LBB> What do you hope the ad industry will do on this issue?
Ali> Hire our returners! With D&AD and Facebook, we have upskilled them with all the latest in trends, work, and tech. Now, they're work ready. We need employers to truly embrace flexible working and understand creativity isn't defined by the office. In fact we know just 15% of creatives get their best ideas in the office.
Our returners SLAYED the brief. It's about the work, the work, the work. This is what Alison Falconer, Guinness's global head of consumer marketing said: “It was a flood of creativity, and our brands were lucky to have it unleashed on our issues. We saw ideas on both Baileys and Guinness that lifted and delighted us. We got unexpected ideas, powerfully and simply expressed, with personality and flair.”
LBB> And what can the industry do to accommodate people returning to work without a need for this sort of initiative?
Ali> The number one thing businesses need to do is embrace flexible working. And, stop the mantra, 'you're only as good as your last piece of work'. People have cancer. They have children. Life happens to all of us. Those close to us die. We need to grieve. We need to recover from birth or stop for a while when we've hit the wall.
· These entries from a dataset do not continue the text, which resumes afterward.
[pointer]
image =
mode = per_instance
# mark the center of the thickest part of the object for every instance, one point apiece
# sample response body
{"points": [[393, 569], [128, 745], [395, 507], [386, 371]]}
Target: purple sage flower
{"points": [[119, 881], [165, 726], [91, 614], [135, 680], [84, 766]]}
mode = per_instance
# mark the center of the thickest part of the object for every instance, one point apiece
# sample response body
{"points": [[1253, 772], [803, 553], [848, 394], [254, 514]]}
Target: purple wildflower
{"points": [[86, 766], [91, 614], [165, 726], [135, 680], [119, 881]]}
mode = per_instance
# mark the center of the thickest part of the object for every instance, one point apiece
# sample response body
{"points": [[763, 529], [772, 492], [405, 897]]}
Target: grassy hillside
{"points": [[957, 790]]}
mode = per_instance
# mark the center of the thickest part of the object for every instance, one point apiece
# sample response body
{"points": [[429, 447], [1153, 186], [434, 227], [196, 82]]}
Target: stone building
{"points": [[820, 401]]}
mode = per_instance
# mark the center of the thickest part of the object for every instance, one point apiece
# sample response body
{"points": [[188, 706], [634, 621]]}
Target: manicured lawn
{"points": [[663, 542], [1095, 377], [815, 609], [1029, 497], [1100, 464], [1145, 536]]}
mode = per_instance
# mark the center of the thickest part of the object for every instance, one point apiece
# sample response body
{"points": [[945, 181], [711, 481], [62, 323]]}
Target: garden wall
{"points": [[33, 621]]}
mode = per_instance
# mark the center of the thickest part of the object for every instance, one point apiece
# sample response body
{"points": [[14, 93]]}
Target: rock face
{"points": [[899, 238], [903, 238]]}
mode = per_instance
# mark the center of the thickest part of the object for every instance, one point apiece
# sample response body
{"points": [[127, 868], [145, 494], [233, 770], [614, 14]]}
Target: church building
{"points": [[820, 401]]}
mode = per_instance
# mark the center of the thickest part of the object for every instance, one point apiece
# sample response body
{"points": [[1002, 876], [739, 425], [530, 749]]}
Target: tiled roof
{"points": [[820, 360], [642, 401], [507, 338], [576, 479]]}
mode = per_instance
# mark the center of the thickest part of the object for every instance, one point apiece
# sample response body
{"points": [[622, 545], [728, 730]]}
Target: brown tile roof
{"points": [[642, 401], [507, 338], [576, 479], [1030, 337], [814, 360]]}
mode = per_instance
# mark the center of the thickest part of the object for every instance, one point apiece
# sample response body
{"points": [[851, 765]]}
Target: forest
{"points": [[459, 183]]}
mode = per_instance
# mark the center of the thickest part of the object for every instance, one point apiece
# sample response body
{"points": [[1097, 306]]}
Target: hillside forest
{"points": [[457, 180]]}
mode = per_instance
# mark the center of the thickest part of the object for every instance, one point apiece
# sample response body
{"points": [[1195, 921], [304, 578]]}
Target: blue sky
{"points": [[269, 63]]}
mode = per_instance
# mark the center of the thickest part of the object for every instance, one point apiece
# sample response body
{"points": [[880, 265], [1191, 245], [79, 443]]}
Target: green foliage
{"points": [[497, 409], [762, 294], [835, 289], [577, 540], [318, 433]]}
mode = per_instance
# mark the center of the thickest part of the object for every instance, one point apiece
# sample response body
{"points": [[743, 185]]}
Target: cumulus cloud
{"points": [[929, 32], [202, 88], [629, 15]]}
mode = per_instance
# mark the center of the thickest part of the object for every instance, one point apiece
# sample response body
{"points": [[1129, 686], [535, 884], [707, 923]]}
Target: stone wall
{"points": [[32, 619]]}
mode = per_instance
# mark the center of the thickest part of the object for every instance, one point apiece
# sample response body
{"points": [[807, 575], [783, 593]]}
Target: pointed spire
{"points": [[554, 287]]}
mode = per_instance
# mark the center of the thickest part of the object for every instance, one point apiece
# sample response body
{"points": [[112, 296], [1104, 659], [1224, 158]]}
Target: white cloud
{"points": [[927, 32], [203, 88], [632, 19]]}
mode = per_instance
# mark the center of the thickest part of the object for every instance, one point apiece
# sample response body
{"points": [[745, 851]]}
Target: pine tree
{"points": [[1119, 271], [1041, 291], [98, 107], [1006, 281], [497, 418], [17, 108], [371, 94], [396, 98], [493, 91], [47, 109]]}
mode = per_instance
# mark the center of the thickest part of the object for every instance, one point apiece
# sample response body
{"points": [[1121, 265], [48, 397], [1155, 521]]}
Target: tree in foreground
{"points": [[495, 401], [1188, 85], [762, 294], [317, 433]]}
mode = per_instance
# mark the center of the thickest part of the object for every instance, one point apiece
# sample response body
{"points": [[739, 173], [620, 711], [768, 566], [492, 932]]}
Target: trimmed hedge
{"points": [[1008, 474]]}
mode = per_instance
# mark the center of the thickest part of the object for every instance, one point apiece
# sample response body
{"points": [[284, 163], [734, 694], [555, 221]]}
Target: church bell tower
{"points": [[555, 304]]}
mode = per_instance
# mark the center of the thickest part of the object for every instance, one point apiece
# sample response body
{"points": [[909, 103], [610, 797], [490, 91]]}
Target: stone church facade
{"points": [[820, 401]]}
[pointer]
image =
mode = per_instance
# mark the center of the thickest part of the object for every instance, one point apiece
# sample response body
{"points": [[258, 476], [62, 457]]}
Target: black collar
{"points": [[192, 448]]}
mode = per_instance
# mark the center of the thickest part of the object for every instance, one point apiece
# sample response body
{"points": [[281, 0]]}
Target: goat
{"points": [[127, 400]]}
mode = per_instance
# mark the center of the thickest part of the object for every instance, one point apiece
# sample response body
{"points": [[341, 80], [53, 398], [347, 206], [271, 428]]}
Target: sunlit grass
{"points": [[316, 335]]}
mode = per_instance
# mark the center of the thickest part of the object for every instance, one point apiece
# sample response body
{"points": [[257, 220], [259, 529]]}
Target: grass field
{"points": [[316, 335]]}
CV gaps are creativity's gifts. We need to change our attitude to the time people have off.
As one of our returners said: “What a brilliant, intense, inspiring, ground-breaking privilege and an honour to be part of the Creative Equals course and to be with all the amazing women who were involved, who literally ooze talent from their eyeballs. I've got back my creative hunger and my spark. Now I just want to go and creatively blow stuff up.”
Agatha O'Neill's story
“I had a baby while I was setting up a production company when I was quite young. It has been hard to get started, but gradually I have climbed up and up and I am extremely passionate about equal opportunities, closing the gender pay gap and creating a system of support for women with families - so that we can all enjoy the time we have together. I knew that Creative Equals would help answer some questions I had about the above, and would give me the unique opportunity to be at the forefront of change. I was not disappointed!
“It was truly amazing to have the opportunity to meet such outstanding women and men come together to positively support us - the people I met have truly changed me and that little shift I needed to encourage me to 'go for it' became seismic after that first week. I genuinely feel I have the confidence now, and that whatever amazing opportunities come to me will not be missed, but instead will be wholly appreciated and gained, all this thanks to the incredible Creative Equals team, and the new friendships I made while on the programme. Utterly life-changing.
“I hope everything I experienced at Creative Equals becomes my work reality! It was fun, inspiring, challenging for all the right reasons and I want to do it all over again! It has given me the clarity and confidence to know what I want, to not hesitate, to go and get it with all the energy in the world, and to enjoy it all like madness while it happens!”